Thursday, August 16, 2007

Lunar park

My current project of rereading all of Brett Easton Ellis's books, in order, has culminated in me devouring his latest Lunar Park in a matter of hours, this week.

It's absurdly good. It features the main character Bret Easton Ellis, a wildly-successful author who achieved notoriety and success at a very early age, who has spent the subsequent twenty years getting fucked up, and whose life with new wife and kids has now fallen virtually to pieces. Yes exactly -- it is literally autobiographical, at least in part.

The book also features characters from Ellis' work, namely Patrick Bateman, who generally terrorizes him and goes about in Brett's neighborhood recreating the murders and violence of American Psycho. (We know it's Bateman because the guy looks a bit like Christian Bale, who played Bateman in Mary Harron's film adaptation of Psycho.) He is also being menaced by at least one of his former selves, and his dead father, and a child's toy bird which he gave to his daughter and which may or may not actually be a grotesque monster from another world. So it's really some kind of meta-novel -- a Stephen King-style pulp-horror fused with a soap-opera he-said she-said couples-counselling marriage falling-apart drama, all bound up in the sort of post-modern self-referential hyperreal structure that frankly I don't believe anyone but this author could get away with.

At some point Ellis observes that these terrors only exist because he -- at some point or another -- wrote them into existence; he immediately sets about penning a quick short story about the demise of Patrick Bateman, trying to write him out of existence again. It doesn't work.

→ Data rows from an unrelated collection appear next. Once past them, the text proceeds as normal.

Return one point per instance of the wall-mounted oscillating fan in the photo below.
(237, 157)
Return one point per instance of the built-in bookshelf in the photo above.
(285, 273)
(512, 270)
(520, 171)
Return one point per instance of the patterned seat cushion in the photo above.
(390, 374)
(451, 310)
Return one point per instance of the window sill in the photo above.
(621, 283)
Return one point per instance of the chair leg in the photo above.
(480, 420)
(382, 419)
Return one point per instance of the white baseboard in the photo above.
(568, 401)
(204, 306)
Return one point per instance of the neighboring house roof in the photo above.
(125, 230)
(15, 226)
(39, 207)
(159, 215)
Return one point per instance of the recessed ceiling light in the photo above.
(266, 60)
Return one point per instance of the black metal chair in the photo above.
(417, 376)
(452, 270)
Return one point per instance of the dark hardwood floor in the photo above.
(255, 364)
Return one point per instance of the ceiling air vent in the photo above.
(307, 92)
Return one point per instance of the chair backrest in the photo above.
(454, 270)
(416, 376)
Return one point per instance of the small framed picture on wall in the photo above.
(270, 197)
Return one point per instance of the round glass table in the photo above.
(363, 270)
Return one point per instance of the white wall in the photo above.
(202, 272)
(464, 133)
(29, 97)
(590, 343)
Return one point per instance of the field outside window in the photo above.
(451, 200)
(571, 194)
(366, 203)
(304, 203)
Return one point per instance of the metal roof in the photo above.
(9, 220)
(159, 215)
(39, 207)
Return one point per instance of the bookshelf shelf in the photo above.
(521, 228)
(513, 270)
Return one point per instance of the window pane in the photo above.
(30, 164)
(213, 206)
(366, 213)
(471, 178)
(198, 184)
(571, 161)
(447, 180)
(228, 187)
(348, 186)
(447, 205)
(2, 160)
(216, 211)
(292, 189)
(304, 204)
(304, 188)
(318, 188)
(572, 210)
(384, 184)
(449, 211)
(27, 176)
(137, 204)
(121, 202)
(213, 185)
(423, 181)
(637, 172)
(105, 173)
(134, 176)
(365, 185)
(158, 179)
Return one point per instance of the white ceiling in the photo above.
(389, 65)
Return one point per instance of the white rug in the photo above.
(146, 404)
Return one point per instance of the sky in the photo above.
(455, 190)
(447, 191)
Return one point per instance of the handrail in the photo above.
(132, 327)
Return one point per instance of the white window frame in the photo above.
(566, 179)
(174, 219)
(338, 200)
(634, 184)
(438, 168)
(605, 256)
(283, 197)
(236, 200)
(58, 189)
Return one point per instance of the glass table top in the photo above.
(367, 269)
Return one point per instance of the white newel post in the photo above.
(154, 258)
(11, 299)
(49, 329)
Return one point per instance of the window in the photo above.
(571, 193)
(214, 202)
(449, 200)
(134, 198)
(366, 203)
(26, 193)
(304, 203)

I don't want to say any more and, besides -- you won't want me to give it all away, will ya; you'll want to find out for yourself. I have a feeling that I did the right thing in reading all his books in sequence before attacking Lunar Park; his habit of referencing and reviving characters from other works in new books is taken to an illogical extreme here and it helps somewhat to have, for example, every gory detail of Patrick Bateman's bloody rampages fresh in mind. Like I said, though -- absurdly, precociously good.

Some further reading:

Brett Easton Ellis in Wikipedia.
post-Lunar Park interview at The Morning News.
Brett Easton Ellis at e-Notes.
Video of interview on BBC.
Story about Lunar Park and BEE on Chuck Palahnuik's site.




1 comment:

Joanna said...

Oh god that book gave me the total heebie jeebies like no other book since The House of Leaves. I had to stay up til 4am on a school night just to finish it off cos I was so scared.